Ловко подготавливая Трубку, она поднесла к ней огниво, зажжённое от маленького костра, заставляя тлеть табак

― Курение Трубки Мира, является очень важным и торжественным ритуалом, между прочим. ― улыбалась она, ― Им скреплялись все заключенные договоры. А, сама трубка ― гарантия мира и символ братства. Ее курят, пуская по кругу, друзья, союзники… бывшие враги. ― она протянула трубку мне, на губах всё ещё играла таинственная улыбочка, ― Она также служит пропуском и своего рода охранной грамотой. Знаменитый исследователь и миссионер-иезуит отец Маркетт получил такую трубку от принимавших его индейцев. И ведь она действительно явилась надежной гарантией безопасности во время его путешествия в Великих озерах, заселенные самыми разными индейскими племенами.
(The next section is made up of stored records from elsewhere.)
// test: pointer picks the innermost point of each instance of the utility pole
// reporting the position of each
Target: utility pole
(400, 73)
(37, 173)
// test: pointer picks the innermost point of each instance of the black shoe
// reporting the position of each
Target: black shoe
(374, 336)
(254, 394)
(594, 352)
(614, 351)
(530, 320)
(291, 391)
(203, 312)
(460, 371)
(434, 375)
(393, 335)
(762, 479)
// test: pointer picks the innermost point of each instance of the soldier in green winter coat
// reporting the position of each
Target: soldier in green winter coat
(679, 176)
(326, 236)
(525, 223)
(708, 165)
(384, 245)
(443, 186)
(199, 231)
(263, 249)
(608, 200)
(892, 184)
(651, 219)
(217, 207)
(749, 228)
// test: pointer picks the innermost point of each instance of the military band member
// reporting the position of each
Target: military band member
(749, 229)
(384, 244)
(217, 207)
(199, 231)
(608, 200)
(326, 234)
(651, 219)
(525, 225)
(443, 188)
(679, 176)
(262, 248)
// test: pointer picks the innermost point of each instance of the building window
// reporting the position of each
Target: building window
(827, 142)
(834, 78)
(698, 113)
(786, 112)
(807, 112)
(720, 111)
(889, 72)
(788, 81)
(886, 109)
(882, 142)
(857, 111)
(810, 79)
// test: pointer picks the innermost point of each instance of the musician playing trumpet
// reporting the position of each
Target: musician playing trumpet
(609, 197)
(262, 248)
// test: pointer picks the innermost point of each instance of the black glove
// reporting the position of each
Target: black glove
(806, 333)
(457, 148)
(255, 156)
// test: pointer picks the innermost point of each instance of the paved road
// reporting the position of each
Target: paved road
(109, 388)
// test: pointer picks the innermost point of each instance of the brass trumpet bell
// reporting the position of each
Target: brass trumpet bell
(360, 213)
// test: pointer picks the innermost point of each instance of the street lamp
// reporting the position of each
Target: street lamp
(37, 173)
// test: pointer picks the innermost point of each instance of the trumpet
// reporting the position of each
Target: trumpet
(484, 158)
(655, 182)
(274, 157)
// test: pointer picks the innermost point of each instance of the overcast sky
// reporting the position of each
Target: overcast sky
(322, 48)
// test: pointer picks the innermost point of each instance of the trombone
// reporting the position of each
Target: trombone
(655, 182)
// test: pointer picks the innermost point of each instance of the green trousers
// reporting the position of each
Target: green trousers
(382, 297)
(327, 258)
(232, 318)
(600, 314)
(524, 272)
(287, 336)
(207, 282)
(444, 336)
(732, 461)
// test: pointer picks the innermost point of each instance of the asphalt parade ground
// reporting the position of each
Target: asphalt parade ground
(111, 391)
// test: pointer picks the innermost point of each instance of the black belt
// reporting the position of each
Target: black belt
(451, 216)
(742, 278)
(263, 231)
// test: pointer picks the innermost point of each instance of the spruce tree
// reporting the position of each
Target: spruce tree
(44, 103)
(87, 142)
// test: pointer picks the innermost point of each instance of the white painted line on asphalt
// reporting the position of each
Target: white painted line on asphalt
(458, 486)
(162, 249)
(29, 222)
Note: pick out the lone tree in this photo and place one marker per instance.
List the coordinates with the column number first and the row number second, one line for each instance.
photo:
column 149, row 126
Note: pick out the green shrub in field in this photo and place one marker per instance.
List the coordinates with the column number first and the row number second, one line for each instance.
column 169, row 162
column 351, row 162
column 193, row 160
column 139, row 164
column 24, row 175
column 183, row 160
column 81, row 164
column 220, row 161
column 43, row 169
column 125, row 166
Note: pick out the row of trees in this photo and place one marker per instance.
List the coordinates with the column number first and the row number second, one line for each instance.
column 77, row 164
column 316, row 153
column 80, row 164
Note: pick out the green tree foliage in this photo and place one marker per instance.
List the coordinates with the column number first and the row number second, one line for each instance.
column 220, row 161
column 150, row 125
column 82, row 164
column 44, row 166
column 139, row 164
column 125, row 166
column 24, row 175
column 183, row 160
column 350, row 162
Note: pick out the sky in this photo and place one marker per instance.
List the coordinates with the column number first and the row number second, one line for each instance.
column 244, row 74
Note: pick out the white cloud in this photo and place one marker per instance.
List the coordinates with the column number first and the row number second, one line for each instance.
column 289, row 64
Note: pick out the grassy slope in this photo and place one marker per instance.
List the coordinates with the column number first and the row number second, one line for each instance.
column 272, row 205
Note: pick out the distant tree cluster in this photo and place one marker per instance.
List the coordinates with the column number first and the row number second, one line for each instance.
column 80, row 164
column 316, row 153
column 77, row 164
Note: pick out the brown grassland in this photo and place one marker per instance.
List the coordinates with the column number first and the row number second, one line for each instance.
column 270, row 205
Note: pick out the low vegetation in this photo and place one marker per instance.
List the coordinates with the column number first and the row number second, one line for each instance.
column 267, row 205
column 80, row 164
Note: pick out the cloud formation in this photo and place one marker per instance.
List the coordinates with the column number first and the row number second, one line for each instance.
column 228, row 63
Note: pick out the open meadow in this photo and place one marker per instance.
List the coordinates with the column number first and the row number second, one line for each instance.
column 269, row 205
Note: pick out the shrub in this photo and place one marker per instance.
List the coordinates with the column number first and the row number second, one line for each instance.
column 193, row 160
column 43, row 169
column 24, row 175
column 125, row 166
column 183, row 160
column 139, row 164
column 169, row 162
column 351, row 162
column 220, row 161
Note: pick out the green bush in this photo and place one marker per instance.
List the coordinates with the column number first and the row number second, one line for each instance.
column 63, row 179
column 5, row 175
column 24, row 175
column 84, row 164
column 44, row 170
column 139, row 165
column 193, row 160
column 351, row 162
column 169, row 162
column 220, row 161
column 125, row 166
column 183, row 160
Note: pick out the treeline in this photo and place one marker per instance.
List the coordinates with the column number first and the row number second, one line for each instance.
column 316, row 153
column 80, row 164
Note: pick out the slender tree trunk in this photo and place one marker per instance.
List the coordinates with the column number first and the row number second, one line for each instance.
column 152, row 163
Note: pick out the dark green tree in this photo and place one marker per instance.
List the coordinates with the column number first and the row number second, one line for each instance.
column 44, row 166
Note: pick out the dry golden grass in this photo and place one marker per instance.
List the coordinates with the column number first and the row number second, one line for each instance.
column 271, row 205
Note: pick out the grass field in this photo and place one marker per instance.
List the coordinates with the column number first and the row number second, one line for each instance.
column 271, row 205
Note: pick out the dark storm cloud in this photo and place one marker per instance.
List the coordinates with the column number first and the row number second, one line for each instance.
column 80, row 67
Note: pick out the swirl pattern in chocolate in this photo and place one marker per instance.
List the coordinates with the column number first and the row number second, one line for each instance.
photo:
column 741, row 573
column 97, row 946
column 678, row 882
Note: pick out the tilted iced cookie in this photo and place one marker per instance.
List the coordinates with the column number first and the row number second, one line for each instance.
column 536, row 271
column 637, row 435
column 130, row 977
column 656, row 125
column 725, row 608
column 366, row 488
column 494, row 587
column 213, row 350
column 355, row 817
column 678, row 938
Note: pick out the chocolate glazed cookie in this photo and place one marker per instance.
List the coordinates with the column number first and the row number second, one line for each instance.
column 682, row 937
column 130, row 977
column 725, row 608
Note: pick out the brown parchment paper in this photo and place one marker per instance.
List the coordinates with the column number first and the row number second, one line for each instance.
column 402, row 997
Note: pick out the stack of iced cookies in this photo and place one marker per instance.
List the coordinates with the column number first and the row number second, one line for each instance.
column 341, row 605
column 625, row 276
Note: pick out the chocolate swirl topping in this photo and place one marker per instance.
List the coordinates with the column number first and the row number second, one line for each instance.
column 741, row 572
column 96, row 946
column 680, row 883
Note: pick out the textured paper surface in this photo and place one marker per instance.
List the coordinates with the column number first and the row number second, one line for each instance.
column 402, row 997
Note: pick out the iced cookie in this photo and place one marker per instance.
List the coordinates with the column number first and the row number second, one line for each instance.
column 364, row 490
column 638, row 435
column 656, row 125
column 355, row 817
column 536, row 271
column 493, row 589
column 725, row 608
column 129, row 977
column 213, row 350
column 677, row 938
С другой стороны, покрытая красной гирляндой ― Трубка Войны, была знаком непримиримой вражды.

― Эта трубка из глины? ― поинтересовался я, чувствуя, что для глины у неё не подходяще тяжёлый вес. Вика отрицательно покачала головой.

― Катлинг ― этот камень, он имеет густой тёмно-красный цветовой оттенок, поэтому похож на обожженную глину, ― объяснила она, ― Его ещё называют «трубным камнем».

Дым имел мягкий сладкий привкус, терпкий и древесный, и пряный запах, на грани с коньячным. Он таял внутри и густыми молочными кубами селился в сводах беседки, устремляясь к Сиу ― отверстию в крыше. Девушка казалась расслабленной, умиротворённой, это место явно положительно влияло на неё.

― Расскажи мне, ― попросил я.

― О чём? ― переспросила Вика.

― Обо всём этом. Об этом месте. О Богах, духах, шаманах.

Она опустила взор на пламя свечи и склонила голову чуть влево.

― Зачем тебе это?

Я передал ей трубку, наблюдая за её размеренным движениями рук ко мне навстречу. Её пальцы легко соприкоснулись с моими. Маленький ток пробежал по мне.

― О твоей религии и культуре не очень-то много известно.

― Разумеется, ― кивнула она, с её губ кольцами, вверх, срывался дым, ― Вопрос в том, что это знание, даст лично тебе?

― Ещё один, недостающий кусочек пазла, ― ответил я сходу. Она повела бровью, склоняя голову, на другой бок.

― И зачем?

― Затем, что я не вижу целостной картины, ― сказал я, ― Я не вижу тебя, настоящую. Должен же я когда-то исправить наконец, это досадное недоразумение?